The closing of the DMBA’s law library left the DMBA with over half of its leased space in Downtown Detroit’s Buhl Building vacant. The vacant space, accompanied by an inability to sub-lease, has led the DMBA to move their offices from the Buhl Building to the Penobscot Building. Although the move was not in the DMBA’s plans, the Association is pleased with the new Bar Center, which is still conveniently located between the Circuit and Federal Court Buildings in Downtown Detroit. In addition, DMBA Executive Director Z. Kay Fitzpatrick, a former executive with the State Bar of Michigan, reports that the Penobscot’s management is in the process of designing a state-of-the-art conference center within the building that will be available for DMBA seminars and larger meetings. The lease agreement also gives them first option on additional space as needed as the Bar continues to increase in membership, programs, and services.

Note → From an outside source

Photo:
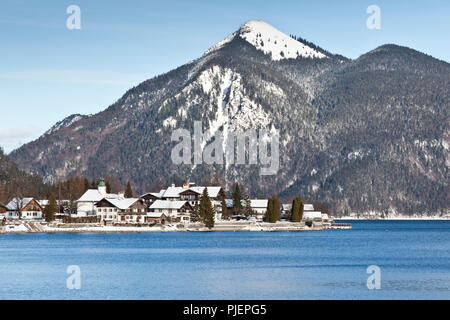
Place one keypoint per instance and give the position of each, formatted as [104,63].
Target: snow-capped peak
[272,41]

Despite the recent changes that the DMBA has undergone, the Association continues its proud tradition of service to lawyers and citizens and offers more programs in professional development than it ever has. The DMBA has over 2,000 members, and many of the DMBA’s past presidents have gone on to provide leadership to the State Bar of Michigan, the courts, and other interests of the organized bar. The DMBA is active with the Michigan Association of Bar Executives, National Association of Bar Executives, and Great Lakes Organization of Bar Executives (GLOBE). In fact, the Association will be the local host for the GLOBE meeting in October 2000. The DMBA will also be producing a Pictorial Directory in 2000, for the first time in 10 years.
The DMBA is an Association with a rich heritage. With the continued support of its members, and the leadership of its Board, president, new executive director, and staff, the Association will see its strong presence in Detroit’s legal community grow for years to come.